Write you elected representatives??..Hell…I say grab your torch and pitchforks. Let’s bring this puppy down!
Anonymous, your “dissertation” on the evils of Cableone is extremely long, jaded and basically makes me want to stab myself in the eye with a fork just to make it stop. If you are going to waste space on my site, at least throw a little humor betwixt your inaccurate, incoherent ramblings.
Fact: If you go beyond your 50gb cap in the first 3 months, Cableone will refund the difference.
Fact: If you go beyond your 50gb cap in the first 3 months, you can CANCEL your 50 meg service and are released from your contract for FREE giving you back that horse and buggy you love so much.
Fact: If you use more the 50gb/month and have less than 5 internet users in the household, maybe you should consider suspending your monthly subscription to felchinggrannies.com you sick bastard!
Sell crazy someplace else.
I have been on Cable One's 50mbps plan for a little over a month.
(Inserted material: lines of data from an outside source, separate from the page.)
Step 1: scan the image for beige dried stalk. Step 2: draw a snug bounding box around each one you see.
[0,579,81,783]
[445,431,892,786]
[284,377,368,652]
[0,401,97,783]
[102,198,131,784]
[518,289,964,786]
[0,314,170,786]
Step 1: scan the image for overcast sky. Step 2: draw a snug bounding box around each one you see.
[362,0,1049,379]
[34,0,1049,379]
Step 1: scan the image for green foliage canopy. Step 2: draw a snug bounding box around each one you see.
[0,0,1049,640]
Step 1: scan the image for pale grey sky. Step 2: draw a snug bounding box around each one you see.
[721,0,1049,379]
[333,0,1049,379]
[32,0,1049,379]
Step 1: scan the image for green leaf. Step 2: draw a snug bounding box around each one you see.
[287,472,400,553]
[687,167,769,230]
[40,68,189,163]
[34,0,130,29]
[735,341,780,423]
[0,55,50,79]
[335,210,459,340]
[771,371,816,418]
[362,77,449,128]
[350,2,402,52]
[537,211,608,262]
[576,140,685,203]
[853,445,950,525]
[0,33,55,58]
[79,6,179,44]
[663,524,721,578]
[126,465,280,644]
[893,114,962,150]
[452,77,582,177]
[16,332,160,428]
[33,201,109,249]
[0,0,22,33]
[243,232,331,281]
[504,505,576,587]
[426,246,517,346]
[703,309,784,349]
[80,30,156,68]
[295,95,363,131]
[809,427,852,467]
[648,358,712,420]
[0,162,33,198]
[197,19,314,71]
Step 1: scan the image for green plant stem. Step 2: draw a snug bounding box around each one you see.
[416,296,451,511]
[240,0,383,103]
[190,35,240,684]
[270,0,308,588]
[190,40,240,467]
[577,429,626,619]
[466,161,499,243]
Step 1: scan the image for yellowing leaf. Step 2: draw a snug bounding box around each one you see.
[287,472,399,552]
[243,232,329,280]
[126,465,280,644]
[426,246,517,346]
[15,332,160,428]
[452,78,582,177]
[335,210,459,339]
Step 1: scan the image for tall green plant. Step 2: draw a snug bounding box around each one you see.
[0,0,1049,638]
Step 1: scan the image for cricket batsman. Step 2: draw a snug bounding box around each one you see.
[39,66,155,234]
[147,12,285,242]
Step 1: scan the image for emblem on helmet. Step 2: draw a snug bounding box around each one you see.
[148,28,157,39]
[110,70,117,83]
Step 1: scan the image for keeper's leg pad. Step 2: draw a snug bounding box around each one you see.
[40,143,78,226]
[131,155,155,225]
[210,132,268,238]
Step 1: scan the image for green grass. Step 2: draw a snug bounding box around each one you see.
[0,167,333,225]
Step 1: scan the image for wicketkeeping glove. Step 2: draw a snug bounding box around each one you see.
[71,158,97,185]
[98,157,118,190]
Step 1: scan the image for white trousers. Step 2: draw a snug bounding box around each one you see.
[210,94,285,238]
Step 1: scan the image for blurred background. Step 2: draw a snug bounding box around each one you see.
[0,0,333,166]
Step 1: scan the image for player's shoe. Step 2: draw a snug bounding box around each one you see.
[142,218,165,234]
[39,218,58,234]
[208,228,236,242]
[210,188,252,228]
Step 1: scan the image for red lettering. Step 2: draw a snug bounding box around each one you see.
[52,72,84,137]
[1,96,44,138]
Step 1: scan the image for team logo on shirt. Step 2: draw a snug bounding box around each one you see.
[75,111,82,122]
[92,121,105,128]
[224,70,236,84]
In two words, it sucks. This may not be the case for everyone, but I live in a small town, and was informed by one of their technicians that our area is in need of upgrades and has been neglected. Trying to play online games with this internet is almost like trying to play with a dial up connection. We have had 3 outages in one month. Youtube videos have to buffer and it's just very inconsistent with high ping. I may be going back to 1.5 mbps dsl. At least it's consistent garbage.